Asked for an explanation of the delay in disclosing the error, Evangeline Conley, a spokeswoman for the Buffalo VA Medical Center, said: “We wanted to make sure that we conducted a comprehensive review to identify all patients who may have been affected and develop an action plan to notify veterans and their families, so that we could address their concerns and provide all the information they needed.”
But that explanation didn’t pass muster with Higgins.
“That should have taken about three to five days,” he said.
Meanwhile, Collins said: “The hospital is being open and transparent about this today.

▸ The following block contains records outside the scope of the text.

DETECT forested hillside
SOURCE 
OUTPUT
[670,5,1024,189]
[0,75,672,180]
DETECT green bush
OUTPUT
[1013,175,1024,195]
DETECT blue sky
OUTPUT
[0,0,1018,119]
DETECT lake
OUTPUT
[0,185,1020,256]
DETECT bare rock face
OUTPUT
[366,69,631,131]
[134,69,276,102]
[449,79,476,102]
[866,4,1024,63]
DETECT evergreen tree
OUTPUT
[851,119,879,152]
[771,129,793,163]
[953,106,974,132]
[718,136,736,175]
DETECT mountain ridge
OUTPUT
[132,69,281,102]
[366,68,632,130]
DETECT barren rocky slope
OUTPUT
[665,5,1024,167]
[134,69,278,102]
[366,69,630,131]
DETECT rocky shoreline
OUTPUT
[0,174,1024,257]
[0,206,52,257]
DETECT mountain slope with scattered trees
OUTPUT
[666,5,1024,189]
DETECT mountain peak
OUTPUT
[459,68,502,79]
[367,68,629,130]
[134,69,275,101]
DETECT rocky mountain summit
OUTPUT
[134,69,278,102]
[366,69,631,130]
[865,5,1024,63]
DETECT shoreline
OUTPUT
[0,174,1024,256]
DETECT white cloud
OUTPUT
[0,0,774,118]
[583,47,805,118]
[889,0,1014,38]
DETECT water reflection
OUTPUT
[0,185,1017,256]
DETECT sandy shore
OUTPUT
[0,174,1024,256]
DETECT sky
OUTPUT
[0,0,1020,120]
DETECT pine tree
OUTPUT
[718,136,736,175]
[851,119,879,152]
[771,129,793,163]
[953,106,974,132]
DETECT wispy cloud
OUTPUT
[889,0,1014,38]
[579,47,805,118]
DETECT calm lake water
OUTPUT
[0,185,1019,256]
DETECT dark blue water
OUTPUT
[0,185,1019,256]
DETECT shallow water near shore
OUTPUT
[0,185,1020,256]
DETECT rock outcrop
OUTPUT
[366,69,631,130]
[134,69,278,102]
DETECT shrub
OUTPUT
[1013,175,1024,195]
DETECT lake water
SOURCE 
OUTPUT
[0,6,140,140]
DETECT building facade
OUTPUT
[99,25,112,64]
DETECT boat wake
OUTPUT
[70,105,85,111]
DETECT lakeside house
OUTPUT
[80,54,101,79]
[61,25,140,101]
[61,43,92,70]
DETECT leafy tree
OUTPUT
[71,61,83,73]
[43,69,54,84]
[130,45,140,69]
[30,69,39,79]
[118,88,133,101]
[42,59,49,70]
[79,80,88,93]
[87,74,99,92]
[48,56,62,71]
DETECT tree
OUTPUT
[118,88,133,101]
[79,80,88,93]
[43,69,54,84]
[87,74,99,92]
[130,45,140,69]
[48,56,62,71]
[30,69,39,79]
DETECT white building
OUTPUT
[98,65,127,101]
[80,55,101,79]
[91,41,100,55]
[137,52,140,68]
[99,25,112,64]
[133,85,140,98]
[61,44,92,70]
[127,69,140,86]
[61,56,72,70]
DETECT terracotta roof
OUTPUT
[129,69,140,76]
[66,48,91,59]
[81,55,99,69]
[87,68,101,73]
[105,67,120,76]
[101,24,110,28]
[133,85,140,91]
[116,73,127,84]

But there’s two months of darkness before that that I have to question.”
The VA hospital’s long silence is just one of the issues that Schumer and Higgins want the inspector general to investigate.
“We must use all available resources to ensure that we find out what happened in this case and prevent any future incidents,” Schumer wrote to Opfer. “Our veterans and heroes deserve this and more.”
Higgins agreed, saying in his letter to the inspector general: “We must evaluate the root causes of this unthinkable error, identify who is responsible for this systematic failure, better understand if it is an isolated incident or representative of widespread problems and ensure it never happens again.”
Schumer and Higgins asked the inspector general to determine how the reuse of the insulin pens happened and why the problem went undetected for two years as well as why it took the hospital more than two months to disclose the problem.
The VA has said the risk of infection stemming from the used insulin pens is extremely small, and far smaller than it would have been if needles had been reused.
Still, Schumer and Higgins said that a full investigation is in order and that the VA needs to implement clear policies that will prevent such grave errors from recurring.
If such an investigation is performed, it could be handled by the inspector general’s Office of Healthcare Inspections, which was created to monitor veterans’ health care.
Beyond the investigation, Collins suggested that the Buffalo VA Medical Center compare its practices with those of other local health care providers to make sure it is offering veterans the best possible care. He said the VA’s reuse of the insulin pens was most likely an anomaly.
“I’m fairly confident that you would not see anything like this at Kaleida, Catholic Health System or ECMC,” Collins said, adding that the kind of best-practices review he is suggesting “happens all the time in the private sector” and ought to happen in government as well.